For clusters using NFS storage provisioning as described in our cluster setup guide, ensure monitoring of storage metrics by checking that the NFS-related ServiceMonitors are properly configured.

Next Steps

  1. Custom Dashboards: Create dashboards specific to your applications
  2. Alert Rules: Configure alerting rules for your specific use cases
  3. Integration: Connect with external systems like Slack or PagerDuty
  4. Metrics Export: Add custom metrics from your applications
  5. Backup Strategy: Implement backup for monitoring data and configurations

References and Resources

Questions Answered in This Document

Q: How do I deploy Prometheus and Grafana on Kubernetes? A: Clone the kube-prometheus repository, deploy the setup manifests first (kubectl create -f manifests/setup), then deploy the main stack (kubectl create -f manifests), and access the interfaces via port forwarding.

Q: What are the default login credentials for Grafana? A: The default username and password are both admin. You’ll be prompted to change the password upon first login.

Q: How do I access the Prometheus and Grafana interfaces? A: Use kubectl port forwarding: kubectl --namespace monitoring port-forward svc/grafana 3000 for Grafana and kubectl --namespace monitoring port-forward svc/prometheus-k8s 9090 for Prometheus.

Q: What components are included in the kube-prometheus stack? A: The stack includes Prometheus Operator, Prometheus server, Grafana, Alertmanager, Node Exporter, kube-state-metrics, and various service monitors and alerting rules.

Q: How do I verify the monitoring stack is working correctly? A: Monitor the deployment with watch kubectl get deploy,pod,svc -n monitoring and ensure all pods are in Running state, then access the web interfaces to verify data collection.

Q: What should I do if pods are stuck in pending state? A: Check cluster resources with kubectl describe node, verify storage classes, and ensure there are no node selector constraints preventing pod scheduling.

Q: How do I troubleshoot missing metrics in Grafana? A: Check that all ServiceMonitor resources exist (kubectl get servicemonitor -n monitoring), verify Prometheus targets are UP in the Prometheus UI, and confirm RBAC permissions are correctly applied.

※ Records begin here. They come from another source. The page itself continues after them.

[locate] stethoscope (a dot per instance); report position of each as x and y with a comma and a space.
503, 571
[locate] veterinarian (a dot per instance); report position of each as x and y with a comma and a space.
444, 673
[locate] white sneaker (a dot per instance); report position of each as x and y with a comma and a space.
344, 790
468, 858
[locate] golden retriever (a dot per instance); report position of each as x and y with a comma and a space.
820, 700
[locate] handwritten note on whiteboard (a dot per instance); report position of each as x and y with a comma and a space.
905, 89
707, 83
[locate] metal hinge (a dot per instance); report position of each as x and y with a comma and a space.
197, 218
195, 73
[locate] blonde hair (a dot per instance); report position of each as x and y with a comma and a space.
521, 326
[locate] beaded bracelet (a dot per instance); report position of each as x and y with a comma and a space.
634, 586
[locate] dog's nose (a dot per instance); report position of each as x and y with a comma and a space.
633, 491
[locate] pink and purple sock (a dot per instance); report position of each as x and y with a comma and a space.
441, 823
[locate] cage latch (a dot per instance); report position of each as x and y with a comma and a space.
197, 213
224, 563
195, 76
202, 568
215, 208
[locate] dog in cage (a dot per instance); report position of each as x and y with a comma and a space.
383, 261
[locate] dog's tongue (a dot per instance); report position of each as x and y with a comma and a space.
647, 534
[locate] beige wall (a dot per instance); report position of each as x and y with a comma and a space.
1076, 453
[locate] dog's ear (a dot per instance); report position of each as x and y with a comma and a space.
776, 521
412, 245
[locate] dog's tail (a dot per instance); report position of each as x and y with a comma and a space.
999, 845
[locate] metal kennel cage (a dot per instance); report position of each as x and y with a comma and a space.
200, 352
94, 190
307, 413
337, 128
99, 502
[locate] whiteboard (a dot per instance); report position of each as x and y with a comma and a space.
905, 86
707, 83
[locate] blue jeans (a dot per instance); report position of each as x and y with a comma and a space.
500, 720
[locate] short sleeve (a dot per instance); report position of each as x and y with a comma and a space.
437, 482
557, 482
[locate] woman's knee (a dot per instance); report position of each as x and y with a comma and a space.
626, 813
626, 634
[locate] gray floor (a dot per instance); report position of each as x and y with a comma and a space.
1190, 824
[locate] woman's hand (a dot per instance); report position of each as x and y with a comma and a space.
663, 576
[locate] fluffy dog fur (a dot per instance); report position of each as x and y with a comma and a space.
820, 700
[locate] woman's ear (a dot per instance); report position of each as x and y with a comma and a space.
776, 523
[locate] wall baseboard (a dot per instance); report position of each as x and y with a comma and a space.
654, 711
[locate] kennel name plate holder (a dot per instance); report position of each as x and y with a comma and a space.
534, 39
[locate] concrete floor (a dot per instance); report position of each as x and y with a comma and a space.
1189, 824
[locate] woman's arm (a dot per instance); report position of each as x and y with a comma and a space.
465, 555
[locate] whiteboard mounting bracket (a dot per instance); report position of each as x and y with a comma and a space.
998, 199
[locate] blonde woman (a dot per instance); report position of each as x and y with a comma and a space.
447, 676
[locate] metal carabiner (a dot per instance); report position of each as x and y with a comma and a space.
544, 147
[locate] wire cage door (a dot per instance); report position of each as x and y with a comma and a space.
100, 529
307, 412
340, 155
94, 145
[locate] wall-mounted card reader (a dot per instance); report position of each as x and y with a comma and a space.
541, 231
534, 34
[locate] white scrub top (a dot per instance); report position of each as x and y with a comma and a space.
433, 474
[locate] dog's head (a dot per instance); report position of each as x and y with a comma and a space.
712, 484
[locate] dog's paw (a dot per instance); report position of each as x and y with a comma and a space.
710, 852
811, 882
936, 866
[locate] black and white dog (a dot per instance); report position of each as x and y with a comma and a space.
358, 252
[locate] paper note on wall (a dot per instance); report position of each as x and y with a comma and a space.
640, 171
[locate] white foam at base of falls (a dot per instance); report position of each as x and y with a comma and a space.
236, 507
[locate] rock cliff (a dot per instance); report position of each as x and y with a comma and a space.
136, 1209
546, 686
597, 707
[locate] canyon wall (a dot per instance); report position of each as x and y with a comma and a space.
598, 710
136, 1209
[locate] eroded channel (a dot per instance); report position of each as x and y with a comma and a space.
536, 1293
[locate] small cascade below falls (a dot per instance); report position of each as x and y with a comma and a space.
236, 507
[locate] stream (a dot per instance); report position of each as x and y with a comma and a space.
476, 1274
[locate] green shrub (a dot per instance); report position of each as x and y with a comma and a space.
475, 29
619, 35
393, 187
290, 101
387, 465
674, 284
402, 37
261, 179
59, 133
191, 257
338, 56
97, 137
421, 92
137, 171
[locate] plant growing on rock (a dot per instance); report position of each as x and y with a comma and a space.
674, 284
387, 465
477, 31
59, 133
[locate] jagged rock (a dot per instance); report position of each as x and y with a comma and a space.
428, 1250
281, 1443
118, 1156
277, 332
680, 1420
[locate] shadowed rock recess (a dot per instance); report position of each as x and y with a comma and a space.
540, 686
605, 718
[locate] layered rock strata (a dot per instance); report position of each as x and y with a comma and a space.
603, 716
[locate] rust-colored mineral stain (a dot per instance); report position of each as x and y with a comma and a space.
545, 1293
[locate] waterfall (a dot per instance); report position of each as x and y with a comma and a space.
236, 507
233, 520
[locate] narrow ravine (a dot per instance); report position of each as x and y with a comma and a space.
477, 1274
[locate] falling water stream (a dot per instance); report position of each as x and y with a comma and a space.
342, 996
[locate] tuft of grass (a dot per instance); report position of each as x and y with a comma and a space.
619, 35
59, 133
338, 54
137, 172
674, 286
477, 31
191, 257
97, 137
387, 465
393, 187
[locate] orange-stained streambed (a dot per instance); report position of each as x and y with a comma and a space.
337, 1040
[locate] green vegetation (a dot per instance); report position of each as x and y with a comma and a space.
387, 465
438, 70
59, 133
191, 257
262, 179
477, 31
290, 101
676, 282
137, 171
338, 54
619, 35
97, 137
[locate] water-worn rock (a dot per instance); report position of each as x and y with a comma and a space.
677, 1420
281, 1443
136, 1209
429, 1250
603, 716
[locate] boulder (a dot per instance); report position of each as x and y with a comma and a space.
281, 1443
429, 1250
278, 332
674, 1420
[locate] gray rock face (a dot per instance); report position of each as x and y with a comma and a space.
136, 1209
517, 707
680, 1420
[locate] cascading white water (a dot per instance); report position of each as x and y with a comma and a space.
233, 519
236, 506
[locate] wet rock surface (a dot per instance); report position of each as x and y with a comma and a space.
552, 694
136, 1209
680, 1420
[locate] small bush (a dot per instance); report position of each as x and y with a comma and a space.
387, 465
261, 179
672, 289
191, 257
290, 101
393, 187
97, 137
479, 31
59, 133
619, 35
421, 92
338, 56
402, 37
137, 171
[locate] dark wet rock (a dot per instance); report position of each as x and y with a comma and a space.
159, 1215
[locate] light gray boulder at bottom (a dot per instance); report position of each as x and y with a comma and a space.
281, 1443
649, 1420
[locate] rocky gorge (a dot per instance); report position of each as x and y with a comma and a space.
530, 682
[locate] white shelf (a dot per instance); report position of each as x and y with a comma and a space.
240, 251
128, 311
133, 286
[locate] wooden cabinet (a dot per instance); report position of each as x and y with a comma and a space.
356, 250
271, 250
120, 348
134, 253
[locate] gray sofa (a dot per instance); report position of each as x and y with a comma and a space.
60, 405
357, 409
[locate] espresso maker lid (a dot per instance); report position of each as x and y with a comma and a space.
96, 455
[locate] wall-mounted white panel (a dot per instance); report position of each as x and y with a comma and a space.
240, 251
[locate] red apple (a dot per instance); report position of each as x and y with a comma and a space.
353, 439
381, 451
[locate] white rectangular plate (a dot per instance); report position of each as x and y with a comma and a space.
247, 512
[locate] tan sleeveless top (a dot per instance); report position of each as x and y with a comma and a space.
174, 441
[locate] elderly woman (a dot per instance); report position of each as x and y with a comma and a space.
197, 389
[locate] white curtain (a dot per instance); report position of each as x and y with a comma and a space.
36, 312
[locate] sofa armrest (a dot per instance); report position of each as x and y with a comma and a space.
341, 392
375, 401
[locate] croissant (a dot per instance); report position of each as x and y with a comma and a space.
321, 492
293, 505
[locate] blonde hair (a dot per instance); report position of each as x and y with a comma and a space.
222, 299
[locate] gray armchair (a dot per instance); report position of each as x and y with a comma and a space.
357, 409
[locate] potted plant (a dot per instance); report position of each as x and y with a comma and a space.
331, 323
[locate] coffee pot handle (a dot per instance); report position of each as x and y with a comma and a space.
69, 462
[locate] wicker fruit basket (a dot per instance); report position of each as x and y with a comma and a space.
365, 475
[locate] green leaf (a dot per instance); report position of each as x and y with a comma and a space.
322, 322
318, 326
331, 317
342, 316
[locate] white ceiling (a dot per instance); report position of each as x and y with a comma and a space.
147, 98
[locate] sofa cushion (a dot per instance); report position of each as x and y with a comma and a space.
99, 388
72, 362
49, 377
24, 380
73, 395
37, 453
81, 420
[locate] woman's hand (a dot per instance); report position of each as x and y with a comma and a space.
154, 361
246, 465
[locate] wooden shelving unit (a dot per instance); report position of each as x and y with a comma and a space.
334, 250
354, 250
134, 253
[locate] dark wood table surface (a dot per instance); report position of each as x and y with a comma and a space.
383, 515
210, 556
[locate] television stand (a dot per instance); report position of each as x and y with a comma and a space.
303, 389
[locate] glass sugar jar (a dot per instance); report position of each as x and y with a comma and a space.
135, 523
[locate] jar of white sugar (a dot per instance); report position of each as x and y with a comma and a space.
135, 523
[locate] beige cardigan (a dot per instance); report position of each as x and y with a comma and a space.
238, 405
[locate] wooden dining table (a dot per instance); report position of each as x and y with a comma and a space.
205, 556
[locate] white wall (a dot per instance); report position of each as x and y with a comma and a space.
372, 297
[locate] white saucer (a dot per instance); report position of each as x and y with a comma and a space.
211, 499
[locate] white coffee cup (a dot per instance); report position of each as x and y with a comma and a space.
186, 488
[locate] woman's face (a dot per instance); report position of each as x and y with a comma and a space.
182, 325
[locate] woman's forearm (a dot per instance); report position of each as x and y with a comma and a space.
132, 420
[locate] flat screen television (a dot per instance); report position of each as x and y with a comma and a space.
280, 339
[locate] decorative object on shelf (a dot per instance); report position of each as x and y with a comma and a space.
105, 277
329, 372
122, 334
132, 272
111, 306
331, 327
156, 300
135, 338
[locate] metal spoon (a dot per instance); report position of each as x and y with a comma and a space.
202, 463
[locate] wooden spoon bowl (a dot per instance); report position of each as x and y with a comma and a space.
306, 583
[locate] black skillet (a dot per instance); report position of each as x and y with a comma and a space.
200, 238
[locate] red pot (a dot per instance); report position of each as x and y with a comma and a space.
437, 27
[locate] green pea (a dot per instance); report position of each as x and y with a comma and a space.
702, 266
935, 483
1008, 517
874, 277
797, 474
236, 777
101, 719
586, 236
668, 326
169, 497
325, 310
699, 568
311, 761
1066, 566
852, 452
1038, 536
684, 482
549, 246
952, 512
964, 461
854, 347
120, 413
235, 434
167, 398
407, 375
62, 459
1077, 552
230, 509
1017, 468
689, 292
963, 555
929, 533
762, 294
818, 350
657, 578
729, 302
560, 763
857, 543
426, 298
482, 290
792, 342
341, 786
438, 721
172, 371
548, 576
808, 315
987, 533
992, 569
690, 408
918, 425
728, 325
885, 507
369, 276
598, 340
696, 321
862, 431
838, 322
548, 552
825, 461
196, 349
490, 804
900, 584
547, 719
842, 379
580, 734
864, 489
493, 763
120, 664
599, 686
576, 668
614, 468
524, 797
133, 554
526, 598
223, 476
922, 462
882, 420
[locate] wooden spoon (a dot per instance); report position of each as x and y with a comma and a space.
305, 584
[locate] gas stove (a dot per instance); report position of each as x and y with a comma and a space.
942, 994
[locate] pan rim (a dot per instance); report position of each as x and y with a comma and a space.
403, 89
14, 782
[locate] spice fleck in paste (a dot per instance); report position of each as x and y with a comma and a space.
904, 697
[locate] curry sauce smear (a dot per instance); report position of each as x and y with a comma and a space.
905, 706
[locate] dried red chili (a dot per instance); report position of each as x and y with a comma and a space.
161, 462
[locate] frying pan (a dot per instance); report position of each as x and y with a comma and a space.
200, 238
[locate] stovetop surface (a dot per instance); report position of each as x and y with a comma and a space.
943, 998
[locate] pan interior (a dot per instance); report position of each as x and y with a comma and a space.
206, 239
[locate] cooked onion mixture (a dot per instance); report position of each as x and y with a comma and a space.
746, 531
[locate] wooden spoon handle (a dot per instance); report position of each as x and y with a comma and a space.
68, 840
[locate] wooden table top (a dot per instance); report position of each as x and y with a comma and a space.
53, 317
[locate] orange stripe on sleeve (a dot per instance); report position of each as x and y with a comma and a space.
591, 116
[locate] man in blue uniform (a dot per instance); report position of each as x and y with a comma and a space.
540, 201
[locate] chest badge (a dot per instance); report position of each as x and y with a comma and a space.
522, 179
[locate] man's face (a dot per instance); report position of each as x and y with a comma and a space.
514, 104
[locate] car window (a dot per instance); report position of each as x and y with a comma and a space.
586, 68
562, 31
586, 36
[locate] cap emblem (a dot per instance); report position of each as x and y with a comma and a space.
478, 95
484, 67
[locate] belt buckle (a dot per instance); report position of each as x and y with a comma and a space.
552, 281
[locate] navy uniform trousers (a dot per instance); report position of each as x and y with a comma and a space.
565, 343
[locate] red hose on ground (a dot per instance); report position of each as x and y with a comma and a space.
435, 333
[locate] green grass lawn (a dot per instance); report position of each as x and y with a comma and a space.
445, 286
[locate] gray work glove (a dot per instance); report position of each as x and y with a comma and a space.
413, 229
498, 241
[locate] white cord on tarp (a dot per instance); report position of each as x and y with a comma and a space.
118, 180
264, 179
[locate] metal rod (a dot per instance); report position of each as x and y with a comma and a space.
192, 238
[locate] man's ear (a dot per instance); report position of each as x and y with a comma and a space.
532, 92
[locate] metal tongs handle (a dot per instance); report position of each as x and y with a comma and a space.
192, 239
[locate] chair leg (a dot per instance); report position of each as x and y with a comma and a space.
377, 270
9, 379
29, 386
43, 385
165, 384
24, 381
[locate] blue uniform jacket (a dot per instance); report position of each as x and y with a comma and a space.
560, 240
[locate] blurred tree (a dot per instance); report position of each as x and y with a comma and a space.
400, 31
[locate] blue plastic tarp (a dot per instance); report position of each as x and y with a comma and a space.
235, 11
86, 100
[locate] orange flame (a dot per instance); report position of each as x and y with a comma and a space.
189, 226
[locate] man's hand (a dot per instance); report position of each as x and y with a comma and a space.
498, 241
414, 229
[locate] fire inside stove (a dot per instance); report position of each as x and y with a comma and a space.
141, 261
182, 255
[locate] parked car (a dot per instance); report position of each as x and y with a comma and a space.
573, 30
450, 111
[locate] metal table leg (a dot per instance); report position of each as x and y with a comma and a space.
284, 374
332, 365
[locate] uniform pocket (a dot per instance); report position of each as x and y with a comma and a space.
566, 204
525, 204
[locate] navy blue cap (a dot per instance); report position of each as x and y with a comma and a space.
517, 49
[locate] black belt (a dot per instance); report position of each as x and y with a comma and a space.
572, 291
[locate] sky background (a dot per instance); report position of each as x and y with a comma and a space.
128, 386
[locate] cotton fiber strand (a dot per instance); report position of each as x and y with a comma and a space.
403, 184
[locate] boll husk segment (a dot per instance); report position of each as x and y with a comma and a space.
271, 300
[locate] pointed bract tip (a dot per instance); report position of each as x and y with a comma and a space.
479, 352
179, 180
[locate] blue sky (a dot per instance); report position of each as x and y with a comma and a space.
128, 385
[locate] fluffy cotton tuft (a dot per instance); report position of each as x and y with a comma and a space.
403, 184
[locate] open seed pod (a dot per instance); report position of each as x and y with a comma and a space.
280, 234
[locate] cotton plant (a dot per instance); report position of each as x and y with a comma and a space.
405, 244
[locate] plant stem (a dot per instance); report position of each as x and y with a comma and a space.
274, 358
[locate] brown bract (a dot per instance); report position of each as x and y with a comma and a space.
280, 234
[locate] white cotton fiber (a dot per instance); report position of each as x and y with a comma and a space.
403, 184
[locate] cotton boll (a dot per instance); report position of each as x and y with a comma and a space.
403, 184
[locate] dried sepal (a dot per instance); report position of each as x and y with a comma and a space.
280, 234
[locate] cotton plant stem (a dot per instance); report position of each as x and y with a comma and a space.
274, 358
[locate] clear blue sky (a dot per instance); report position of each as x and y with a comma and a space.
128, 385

Q: What ports are used for accessing the monitoring interfaces? A: Grafana uses port 3000, Prometheus uses port 9090, and Alertmanager uses port 9093 when accessed via port forwarding.

Q: How do I secure the monitoring stack for production use? A: Change default Grafana credentials, implement authentication and authorization, use NetworkPolicies, configure persistent storage, and set appropriate resource limits.

Q: What are the resource requirements for the monitoring stack? A: Minimum requirements include 4GB RAM and 2 CPU cores available in your cluster, with actual usage scaling based on metrics volume and retention period.